Diabetes Drug Liraglutide Reduces Bone Marrow Fat by Regulating the miR-150-5p/GDF11 Pathway

Liraglutide reduces bone marrow fat accumulation in diabetic rats by suppressing miR-150-5p expression, which upregulates GDF11 — a novel mechanism explaining the peptide drug's bone-protective effects.

Diabetic rat model (HFD + STZ). High-throughput miRNA sequencing of BMSCs after liraglutide treatment identified differentially expressed miRNAs. Validated miR-150-5p/GDF11 axis using overexpression/knockdown studies in vitro (high-glucose BMSCs) and agomiR injection in vivo. Assessed bone marrow lipid accumulation histologically.

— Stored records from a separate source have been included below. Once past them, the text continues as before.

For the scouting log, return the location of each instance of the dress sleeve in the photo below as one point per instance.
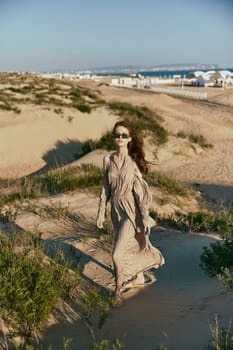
(143, 197)
(105, 191)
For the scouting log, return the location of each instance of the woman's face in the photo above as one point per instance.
(121, 136)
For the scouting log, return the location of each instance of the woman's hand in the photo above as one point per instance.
(146, 230)
(100, 223)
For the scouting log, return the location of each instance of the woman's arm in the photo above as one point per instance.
(104, 194)
(143, 199)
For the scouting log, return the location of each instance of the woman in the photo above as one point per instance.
(130, 197)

Diabetes significantly increases fracture risk, partly through excess bone marrow fat replacing healthy bone-forming tissue. Discovering that liraglutide — already widely prescribed for diabetes — protects bone marrow through a specific molecular pathway adds another reason to consider GLP-1 agonists for diabetic patients at risk of bone disease.

GLP-1 agonists continue to reveal benefits beyond glucose control — cardiovascular protection, weight loss, kidney protection, and now bone marrow fat reduction. This study adds mechanistic depth by identifying the miR-150-5p/GDF11 axis, suggesting that GLP-1 signaling influences epigenetic regulators (microRNAs) that control stem cell fate decisions in bone marrow. This could inform development of targeted therapies for diabetic bone disease.

Animal study — human bone marrow response may differ. The HFD+STZ rat model is a simplified version of human type 2 diabetes. Only miR-150-5p was deeply characterized among the five changed miRNAs — the others may contribute. The study focused on adipogenesis but didn't assess bone density or fracture outcomes. Liraglutide dosing in rats may not correspond to human doses.